I Wrote A Beautiful Song – So What – Crickets

Beautiful Song - So What copy

There is beauty inside the inspiration that brings art, and there is beauty in experiencing good and true art. But there can also be a torment for an artist between the inspiration, creation, production, and distribution of artworks. It can come in many forms such as; undue criticism, undue adulation, emotionally dissonant audience reactions, audience projection, hijacking of the art, and so many more. But perhaps one of the hardest torments is sometimes referred to as “crickets” – (US slang, humorous or derisive) Absolute silence; no communication.
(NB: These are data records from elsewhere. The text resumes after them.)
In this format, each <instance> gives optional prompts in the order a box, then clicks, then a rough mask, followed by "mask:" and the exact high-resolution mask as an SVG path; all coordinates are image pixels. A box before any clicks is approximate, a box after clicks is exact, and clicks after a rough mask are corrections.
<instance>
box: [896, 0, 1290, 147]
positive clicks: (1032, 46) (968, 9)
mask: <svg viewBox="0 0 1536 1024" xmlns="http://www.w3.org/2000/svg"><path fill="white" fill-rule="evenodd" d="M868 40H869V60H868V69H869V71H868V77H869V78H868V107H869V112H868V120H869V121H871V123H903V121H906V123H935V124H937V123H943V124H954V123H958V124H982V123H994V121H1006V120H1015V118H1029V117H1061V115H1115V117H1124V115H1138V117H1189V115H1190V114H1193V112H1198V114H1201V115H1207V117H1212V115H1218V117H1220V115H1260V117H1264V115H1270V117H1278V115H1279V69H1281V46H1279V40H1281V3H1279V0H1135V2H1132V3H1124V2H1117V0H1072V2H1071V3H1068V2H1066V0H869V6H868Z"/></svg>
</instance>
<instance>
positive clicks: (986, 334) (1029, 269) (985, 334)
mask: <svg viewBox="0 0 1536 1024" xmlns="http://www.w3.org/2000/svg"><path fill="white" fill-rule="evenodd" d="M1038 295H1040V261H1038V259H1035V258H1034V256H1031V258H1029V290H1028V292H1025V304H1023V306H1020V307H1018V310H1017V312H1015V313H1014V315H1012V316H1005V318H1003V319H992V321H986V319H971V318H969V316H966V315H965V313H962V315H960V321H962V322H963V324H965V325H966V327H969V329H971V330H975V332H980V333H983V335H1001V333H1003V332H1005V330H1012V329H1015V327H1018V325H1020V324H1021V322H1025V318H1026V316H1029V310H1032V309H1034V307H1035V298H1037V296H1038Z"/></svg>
Derived from the cinematic metaphor of chirping crickets at night, signaling (otherwise) complete quiet. May be used alone or in metaphorically descriptive phrases.

Crickets is especially galling in the modern digital age because the ability to witness “successful” art releases is enhanced to an often ridiculous degree. Things which can and do “go viral” and achieve literally world wide notice at the speed of light can often leave someone scratching their head. I have been in that emotional state a time or two during the past decade (a slight under-exaggeration which is itself an illogical thing to say). And I find that the only genuine escape from a sense of futility when encountering crickets is to treat that beautiful sound IDENTICALLY to the way I treat accolade or notice.

In the end, Homer said that the journey was the essential thing rather than any destination achieved or missed. That to commit the act of moving toward something was more important in the end than any outcome of the movement (certainly true of the human digestive tract). And this is the only genuine escape for any artist who begins to listen to applause or to crickets and have it effect the next artwork.

Do I wish my music had a larger audience? Of course. Do I feel good if it is heard? Of course. Do I feel bad when it is lost like a tiny drop in a sea? Of course.

Should I allow any of that to stifle my next inspiration? – – Nope, and neither should you.